Чичерин поморщился. От «Чичи» его и вовсе передернуло. А Буровин все говорил, все похохатывал:
— Хорошие люди, я погляжу, теперь в журналах у вас сидят. А я вот прозу свою принес…
— Я к прозе никакого отношения…
— Да я не за себя, ты Кольку, Кольку-то посмотри! И культура у него там, хоть отбавляй, оцени. И почва, и судьба, как говорится.
Вывалил на стол пухлую папку, хлопнул Чичерина по плечу.
— Бывай, браток!
Чичерин рухнул на стол, умышленно так, в отчаянии опустился, руками обхватил голову. Посидел минут пять. Потом двумя пальцами, самыми кончиками перелистнул несколько страниц. Вот оттуда и выпрыгнули на него эфиопы с персами. Спустились вниз по черной лестнице. С самого что ни есть парадного входа.
Странные люди, думал он, пыжатся, рифмуют, в размер вгоняют, запишут в столбик, концовочку резюмирующую прицепят и — нате!

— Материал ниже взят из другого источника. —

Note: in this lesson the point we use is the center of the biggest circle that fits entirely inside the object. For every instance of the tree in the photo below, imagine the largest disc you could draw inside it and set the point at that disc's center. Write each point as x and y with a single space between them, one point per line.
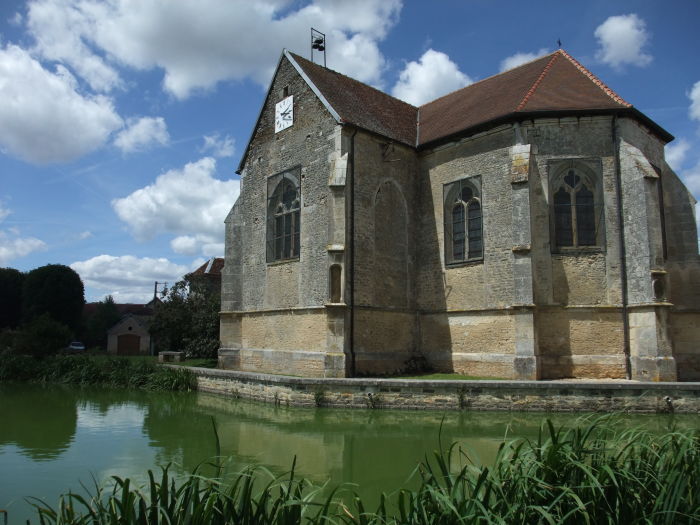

В журнал сразу. Поэт, видите ли. Гордость в чертах появляется, взор хамоватый, ухмылка. Или — наоборот. Разломают стих, начинят чужими цитатами, изнасилуют и называют это «новая волна», «постмодерн». Безвкусно, пошло. Ни мастерства, ни вдохновения…
Так шел по улице, бормотал, ноги сами привели к Марьяне. Она обрадовалась, провела в кабинет.
— У меня дети сегодня у бабки. Вино пить будешь?
— А какое у тебя вино? Я ведь что попало не пью.
Взял пузатую бутылку, поднес к глазам, вчитываясь в этикетку.
— Я не настаиваю, — сказала она. — «Алжирское».
Достала бокал, поставила возле себя. Он кашлянул:
— Пожалуй, выпью. Самое главное, — начал он объяснять, — это не быть всеядным. Проблема выбора. Уметь отказываться. Ну — не кидаться на что попало, не хватать.
— Ладно, — вздохнула она, — выпьем за разборчивых людей.
Он отхлебнул. Ждал, когда она ему сделает бутерброд. Сам же, если не предлагают, никогда ничего не брал. Марьяна это знала и уже намазывала на хлеб масло, покрывала кусочками колбасы. Тогда взял, поблагодарил, откусил.
Действительно, тихо у нее сегодня. Дети у Марьяны какие-то странные, шебутные. Орут-орут в своей комнате, потом ворвутся, где вечеряют Марьяна с Чичериным, схватят со стола что-нибудь вкусненькое, надкусят — крошки прямо на ковер сыплются. Похватают, похватают и опять убегут с безумным хохотом.
Чичерин пытался им делать замечания — они только переглядываются и хихикают. Пробовал занять их чтением — взял с полки «Алису в Стране чудес», стал читать. А они сидят и раскачиваются — туда-сюда, туда-сюда, толкаются, ногами болтают. «Раз так, — строго сказал Чичерин, — я вам больше читать не буду». И захлопнул книгу на самом интересном месте.
— Разборчивые люди — это, наверно, те, которые участвуют в разборках, — улыбнулась она. — Нет?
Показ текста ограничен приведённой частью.